The --out JSON has this shape:
{
  "model": "anthropic:claude-sonnet-4-6",
  "suite": "mini",
  "n": 30,
  "pass_rate": 0.967,
  "refused_rate": 0.0,
  "per_trap_pass": {
    "hidden_ocr_mismatch": 1.0,
    "footnote_override": 0.9,
    "split_table_across_pages": 1.0
  },
  "per_trap_fell_for_trap": { },
  "cases": [
    {
      "case_id": "hidden_ocr_mismatch-1001",
      "trap_family": "hidden_ocr_mismatch",
      "correct": true,
      "fell_for_trap": false,
      "refused": false,
      "expected": "$1,234.56",
      "model_output": "$1,234.56",
      "matched_expected": true,
      "matched_forbidden": [],
      "failure_mode": ""
    }
  ]
}
per_trap_fell_for_trap is the diagnostic signal: a model that’s getting only 60% on a trap family but fell_for_trap=0.6 is consistently caught by the designed failure mode (the trap is working). A model at 60% with fell_for_trap=0 is failing by hallucinating something else — different bug, different fix.

pdfhell discover

Emit pdfhell’s machine-readable capability catalog as JSON to stdout.
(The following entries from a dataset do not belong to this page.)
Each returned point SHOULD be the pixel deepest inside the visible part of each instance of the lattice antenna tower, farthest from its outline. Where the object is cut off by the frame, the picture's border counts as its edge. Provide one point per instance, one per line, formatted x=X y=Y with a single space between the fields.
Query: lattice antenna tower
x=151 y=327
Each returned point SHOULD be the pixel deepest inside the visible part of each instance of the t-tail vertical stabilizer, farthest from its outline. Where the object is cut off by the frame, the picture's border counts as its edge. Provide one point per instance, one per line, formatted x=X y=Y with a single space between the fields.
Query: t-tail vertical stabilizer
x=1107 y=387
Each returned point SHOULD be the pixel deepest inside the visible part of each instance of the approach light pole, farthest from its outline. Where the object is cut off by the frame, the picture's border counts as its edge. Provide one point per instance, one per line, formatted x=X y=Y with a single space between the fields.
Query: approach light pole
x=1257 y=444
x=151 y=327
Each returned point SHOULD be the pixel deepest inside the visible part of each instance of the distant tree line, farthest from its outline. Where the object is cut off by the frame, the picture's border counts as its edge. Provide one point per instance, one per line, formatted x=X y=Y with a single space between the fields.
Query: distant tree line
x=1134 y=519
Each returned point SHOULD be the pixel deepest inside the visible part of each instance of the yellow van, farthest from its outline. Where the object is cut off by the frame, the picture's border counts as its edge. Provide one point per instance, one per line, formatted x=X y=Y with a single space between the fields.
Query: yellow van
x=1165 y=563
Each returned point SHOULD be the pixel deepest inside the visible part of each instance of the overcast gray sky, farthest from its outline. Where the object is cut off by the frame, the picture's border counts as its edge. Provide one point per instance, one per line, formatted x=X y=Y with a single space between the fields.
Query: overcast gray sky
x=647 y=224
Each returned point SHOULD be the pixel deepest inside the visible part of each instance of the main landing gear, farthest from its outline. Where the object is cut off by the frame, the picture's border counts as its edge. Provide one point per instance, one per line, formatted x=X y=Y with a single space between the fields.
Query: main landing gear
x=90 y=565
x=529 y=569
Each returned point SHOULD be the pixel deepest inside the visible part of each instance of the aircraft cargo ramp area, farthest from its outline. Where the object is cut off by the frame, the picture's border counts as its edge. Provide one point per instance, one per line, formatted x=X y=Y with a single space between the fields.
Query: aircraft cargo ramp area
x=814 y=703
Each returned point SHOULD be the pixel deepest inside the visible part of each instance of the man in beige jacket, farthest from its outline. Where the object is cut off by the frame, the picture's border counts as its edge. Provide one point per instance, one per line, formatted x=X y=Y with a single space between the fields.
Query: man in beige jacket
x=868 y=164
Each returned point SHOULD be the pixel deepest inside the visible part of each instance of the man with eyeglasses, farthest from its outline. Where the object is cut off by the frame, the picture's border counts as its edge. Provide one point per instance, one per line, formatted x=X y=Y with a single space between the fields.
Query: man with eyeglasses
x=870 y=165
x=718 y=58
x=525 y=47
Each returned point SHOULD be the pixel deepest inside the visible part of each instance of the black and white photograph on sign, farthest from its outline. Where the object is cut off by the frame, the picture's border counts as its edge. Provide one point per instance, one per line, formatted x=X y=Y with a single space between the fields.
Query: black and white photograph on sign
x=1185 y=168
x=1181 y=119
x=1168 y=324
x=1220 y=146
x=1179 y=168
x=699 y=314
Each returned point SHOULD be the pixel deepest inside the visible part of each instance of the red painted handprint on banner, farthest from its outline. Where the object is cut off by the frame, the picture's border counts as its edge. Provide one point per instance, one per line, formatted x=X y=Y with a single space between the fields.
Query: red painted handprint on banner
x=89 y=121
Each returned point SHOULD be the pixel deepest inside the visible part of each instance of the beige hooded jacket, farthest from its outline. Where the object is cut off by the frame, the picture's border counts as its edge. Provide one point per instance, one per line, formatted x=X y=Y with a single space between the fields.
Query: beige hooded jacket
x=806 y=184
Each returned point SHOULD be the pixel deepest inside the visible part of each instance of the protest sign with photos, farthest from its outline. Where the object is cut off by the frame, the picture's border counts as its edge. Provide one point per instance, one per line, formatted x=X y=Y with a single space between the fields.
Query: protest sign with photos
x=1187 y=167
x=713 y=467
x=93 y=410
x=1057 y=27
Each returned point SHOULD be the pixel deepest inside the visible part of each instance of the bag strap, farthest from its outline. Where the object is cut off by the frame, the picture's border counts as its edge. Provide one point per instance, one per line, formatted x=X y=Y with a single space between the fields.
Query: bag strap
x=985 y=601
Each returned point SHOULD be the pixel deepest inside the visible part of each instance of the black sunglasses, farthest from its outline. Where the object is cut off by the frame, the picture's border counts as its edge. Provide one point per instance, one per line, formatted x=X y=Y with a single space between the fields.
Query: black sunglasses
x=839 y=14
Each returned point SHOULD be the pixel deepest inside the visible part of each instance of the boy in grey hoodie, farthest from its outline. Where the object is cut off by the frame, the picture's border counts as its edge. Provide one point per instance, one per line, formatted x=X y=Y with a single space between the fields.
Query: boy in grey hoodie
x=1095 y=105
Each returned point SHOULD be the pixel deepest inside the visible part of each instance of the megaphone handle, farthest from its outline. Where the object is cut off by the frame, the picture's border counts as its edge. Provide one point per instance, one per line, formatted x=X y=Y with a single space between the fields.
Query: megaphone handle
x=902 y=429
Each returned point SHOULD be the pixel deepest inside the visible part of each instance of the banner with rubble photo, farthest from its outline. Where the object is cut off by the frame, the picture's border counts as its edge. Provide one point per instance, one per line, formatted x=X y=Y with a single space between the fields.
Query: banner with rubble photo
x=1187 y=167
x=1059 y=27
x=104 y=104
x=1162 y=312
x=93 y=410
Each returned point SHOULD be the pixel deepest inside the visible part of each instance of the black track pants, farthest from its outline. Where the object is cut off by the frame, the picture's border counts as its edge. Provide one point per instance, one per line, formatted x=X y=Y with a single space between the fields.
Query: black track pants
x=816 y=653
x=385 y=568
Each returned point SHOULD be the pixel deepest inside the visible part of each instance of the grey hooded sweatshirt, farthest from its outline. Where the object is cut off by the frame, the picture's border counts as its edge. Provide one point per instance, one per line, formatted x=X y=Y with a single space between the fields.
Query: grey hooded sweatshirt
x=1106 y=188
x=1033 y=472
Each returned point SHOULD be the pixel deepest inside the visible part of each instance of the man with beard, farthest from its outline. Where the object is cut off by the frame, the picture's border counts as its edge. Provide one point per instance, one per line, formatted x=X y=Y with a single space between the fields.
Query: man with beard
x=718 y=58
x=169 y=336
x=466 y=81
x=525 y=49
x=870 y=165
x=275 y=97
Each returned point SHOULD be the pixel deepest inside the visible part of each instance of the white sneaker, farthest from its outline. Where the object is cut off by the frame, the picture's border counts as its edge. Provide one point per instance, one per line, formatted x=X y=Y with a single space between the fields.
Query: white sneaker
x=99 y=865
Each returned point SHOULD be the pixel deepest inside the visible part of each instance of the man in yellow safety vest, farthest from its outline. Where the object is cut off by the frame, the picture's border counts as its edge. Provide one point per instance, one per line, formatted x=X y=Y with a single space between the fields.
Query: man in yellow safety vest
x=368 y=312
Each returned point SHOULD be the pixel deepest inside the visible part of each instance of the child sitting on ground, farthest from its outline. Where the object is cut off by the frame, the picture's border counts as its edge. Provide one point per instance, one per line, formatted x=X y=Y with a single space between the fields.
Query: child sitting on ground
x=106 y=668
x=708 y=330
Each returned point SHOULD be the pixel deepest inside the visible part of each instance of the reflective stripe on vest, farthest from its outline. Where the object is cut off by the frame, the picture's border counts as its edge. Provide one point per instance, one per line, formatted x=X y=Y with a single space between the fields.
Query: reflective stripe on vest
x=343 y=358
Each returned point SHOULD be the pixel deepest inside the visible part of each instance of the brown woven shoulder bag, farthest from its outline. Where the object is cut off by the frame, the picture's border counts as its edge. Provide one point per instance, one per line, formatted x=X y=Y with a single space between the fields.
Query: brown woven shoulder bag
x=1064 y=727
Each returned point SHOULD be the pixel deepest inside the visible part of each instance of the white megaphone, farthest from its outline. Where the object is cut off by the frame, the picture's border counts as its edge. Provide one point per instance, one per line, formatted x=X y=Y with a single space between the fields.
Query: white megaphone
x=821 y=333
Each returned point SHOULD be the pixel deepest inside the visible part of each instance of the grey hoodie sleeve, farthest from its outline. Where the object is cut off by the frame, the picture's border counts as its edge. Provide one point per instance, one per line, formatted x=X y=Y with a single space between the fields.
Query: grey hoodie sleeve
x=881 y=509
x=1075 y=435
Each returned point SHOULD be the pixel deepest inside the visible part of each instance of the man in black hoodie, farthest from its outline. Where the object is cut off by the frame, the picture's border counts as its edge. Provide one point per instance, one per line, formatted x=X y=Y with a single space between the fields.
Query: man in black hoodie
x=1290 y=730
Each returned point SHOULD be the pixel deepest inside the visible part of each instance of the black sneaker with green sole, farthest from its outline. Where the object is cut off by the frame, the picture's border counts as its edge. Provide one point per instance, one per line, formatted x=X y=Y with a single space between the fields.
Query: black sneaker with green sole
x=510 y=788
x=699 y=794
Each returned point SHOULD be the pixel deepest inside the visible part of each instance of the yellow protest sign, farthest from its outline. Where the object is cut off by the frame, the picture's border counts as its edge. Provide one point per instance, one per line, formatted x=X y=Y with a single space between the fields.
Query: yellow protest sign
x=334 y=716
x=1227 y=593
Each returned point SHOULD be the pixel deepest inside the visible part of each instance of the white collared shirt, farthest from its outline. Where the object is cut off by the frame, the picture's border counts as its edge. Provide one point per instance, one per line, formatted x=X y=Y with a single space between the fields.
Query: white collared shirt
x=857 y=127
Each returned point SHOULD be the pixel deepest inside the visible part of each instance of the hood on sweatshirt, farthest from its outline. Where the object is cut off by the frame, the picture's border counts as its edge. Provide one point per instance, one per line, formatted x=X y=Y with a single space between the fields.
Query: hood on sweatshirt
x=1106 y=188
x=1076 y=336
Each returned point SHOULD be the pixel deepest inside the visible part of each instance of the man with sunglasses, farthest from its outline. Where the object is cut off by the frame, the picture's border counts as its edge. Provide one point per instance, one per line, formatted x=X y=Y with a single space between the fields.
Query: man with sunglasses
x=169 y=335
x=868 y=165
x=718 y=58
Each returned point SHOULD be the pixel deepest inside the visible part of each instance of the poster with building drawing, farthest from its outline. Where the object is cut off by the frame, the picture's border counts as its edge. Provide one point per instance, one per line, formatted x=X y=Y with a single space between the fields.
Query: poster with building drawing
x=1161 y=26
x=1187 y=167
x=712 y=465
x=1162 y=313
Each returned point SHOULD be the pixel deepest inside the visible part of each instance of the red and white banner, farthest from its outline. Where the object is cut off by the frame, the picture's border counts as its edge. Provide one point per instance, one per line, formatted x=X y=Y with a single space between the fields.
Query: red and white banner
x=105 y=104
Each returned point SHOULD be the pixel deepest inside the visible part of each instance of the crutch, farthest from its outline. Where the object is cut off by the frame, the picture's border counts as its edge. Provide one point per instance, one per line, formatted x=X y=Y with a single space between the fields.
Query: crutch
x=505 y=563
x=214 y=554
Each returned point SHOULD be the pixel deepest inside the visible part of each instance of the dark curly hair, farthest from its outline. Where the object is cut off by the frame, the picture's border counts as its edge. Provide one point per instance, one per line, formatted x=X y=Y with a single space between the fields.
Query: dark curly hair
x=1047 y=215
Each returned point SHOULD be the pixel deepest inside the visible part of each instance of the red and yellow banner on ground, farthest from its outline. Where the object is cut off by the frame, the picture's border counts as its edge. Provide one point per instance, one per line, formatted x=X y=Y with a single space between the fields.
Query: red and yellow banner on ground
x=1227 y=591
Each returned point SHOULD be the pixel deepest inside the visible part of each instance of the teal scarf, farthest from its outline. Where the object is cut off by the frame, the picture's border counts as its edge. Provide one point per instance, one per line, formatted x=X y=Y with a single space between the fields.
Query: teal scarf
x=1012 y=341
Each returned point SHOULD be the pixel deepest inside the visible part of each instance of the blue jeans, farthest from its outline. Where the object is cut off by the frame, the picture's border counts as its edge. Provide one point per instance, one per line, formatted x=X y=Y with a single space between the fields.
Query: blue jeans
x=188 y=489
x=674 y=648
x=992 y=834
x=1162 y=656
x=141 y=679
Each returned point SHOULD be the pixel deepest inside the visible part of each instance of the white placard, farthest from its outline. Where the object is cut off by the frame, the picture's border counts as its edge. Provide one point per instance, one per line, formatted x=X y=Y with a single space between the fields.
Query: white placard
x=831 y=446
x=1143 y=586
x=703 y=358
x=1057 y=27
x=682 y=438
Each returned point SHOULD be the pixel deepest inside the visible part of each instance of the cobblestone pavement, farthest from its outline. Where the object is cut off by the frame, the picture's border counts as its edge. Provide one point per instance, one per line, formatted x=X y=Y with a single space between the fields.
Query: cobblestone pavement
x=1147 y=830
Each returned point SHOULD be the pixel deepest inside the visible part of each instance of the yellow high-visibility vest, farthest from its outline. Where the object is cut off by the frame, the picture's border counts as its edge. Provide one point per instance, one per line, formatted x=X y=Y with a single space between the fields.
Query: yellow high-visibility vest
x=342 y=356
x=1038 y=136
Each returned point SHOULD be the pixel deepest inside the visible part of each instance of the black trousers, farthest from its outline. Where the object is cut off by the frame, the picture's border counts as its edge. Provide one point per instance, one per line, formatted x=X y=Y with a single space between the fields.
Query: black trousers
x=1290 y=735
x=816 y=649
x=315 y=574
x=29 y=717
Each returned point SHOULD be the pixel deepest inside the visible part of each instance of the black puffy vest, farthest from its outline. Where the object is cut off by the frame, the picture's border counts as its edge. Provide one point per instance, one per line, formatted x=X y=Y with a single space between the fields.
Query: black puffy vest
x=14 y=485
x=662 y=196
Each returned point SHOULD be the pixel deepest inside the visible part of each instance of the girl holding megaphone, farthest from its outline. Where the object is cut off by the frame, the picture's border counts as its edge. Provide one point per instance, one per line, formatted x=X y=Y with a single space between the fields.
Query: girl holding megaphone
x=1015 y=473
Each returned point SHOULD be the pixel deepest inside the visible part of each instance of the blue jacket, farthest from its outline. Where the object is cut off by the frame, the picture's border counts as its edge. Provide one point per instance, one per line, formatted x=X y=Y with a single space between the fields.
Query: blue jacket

The same shape an agent gets via the multivon-mcp eval_discover tool — provided as a CLI so agents that don’t speak MCP (Claude Code via Bash, shell scripts, CI gates planning a run) can pipe pdfhell discover --json | jq ....
pdfhell discover                # pretty-printed
pdfhell discover --compact      # single-line JSON for piping
Output shape:
{
  "package": "pdfhell",
  "version": "0.1.3",
  "traps": [
    {"name": "hidden_ocr_mismatch", "example_question": "…", "example_expected_answer": "$18,900.25"},

  ],
  "suites": [
    {"name": "smoke", "version": "smoke-v1", "suite_hash": "8cb2f6ab", "total_cases": 3, "trap_seeds": {}},
    {"name": "mini",  "version": "mini-v1",  "suite_hash": "8ad87b8d", "total_cases": 30, "trap_seeds": {}}
  ]
}
Use this when an agent needs to plan a run (e.g. “list the trap families before I call pdfhell_run”) without round-tripping through MCP.

Scoring notes

pdfhell uses contains-match scoring (whitespace-tolerant, case-insensitive, with trailing-punctuation strip). One nuance worth knowing: Currency-prefix tolerance. When the expected answer starts with a currency symbol ($, , £, ¥, ) immediately before a digit, the matcher accepts the answer with or without the symbol. So expected = "$780,803.18" matches a model output of either "$780,803.18" or "780,803.18". This avoids false negatives on the split-table trap, where models often omit the $ even when the table column header includes it. Symmetric: an expected = "780,803.18" (no prefix) matches a model output of "$780,803.18" too. Known limitation: short numeric-only answers can substring-match longer numbers ("18" matches "1875"). Pad your expected answers with the surrounding context (e.g. "$18.00" rather than "18") if you need stricter matching.